I think it's time for a vacation.....maybe one day right?!?! I'm still thinking the heart mom vacation would be an awesome idea. Maybe Vegas since Kathy is already there! :)



6 comments:

Tina:0) said...

Whew! Sounds like you have a little monkey there! (lol) Good for you both that stopping the paci hasn't been too terrible on you! Vaeh just stopped taking her's (a long time ago) when I soooo wanted her to take it! Oh well, means I don't have to work at getting her off it! Gabby however was sooo easy, just gave it up!

I was heart broken about Colin, too! Its just not fair... they have to endure sooo much. I jumped up in the middle of the night last night because Vaeh made a funny sound... thank God she was fine!

Hope you guys have a good (paci free:0)) weekend! Sending big hugs & kisses!

The Portas said...

I'm in for the Vegas vacation!

And I loooooove the pics of that CUTE cute little girl of yours. Helping with dinner? So sweet!

I know the fear you speak of because I have felt it a lot lately, too. It's not a fun feeling at all. For some reason, we heart mamas were meant to experience this "heart journey" for a reason. As you said, we all come out stronger, better people because of the things we've had to face. It still doesn't make it easy, though, does it. Sometimes, like this week, I just think, THIS SUCKS.

You are making such a huge differenct in your community and that is sooo important! I'm so proud of the work you're doing. It's great to get to know other heart moms, too. I don't know any locally, but that is one of my goals. Ok, we need to plan a heart mom getaway so all of us can meet!

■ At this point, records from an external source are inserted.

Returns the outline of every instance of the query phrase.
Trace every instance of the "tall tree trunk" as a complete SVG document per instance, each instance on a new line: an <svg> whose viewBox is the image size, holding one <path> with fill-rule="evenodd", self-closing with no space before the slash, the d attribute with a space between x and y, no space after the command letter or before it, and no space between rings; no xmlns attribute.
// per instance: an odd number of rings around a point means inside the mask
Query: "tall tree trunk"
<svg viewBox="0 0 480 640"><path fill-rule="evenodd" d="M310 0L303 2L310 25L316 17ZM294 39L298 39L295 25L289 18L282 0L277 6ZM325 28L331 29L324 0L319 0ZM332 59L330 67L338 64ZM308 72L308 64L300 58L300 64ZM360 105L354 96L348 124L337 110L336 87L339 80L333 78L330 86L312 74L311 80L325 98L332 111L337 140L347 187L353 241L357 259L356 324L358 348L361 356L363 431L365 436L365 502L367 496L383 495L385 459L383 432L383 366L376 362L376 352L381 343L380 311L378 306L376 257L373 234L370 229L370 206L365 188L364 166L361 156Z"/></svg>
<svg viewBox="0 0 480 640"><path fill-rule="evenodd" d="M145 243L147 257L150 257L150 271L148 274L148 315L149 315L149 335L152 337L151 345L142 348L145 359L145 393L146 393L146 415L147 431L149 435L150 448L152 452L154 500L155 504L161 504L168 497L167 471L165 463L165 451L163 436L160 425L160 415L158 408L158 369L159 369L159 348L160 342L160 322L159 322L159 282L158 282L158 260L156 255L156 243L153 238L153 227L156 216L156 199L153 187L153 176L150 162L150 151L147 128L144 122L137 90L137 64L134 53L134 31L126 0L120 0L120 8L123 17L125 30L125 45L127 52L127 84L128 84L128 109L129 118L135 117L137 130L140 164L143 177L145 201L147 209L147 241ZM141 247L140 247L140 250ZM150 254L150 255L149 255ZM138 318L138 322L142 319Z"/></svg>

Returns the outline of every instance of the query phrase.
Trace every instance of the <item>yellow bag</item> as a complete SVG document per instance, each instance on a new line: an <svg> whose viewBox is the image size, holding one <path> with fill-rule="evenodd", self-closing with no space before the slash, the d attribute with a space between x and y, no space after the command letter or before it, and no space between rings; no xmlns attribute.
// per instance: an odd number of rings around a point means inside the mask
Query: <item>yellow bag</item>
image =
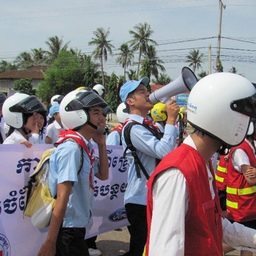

Have a great weekend! Thanks for posting all the fun pics. xoxoo

jencooper said...

I'm in!! Sign me up for vacation!

Arianna is getting so big! She is such a cutie and it was great getting to see some new pics of the pretty girl.

I think that we are all sad right now. It breaks my heart.

<3,
Jennifer

Kathy said...

Heart mom vacation INDEED...i'll email Oprah and Ellen and see if they'll cover the plane tickets!

Gosh..you had a lot going on this week. She looks great...and sounds like she's doing awesome! Eating, talking, climbing....what more could you ask for??!?!?

You're so amazing...so involved..I'm a slacker in comparison.

Thanks for posting the pics...I LOVED them!

kathy

Samantha said...

I totally understand what you are saying Vanessa...I have had that kind of week this week too...bad, bad, bad. I am really struggling as well.

Glad that the princess is doing so well...she is just adorable...loved the pictures!

Love,
Samantha

Amyacl said...

It can be so hard to live your normal life and forget about the worry that we all share... but all we can do is focus on the joys and fun surprises that every day brings, and be grateful for our amazing children.

You are making the world a better place with your work. How many people can say that?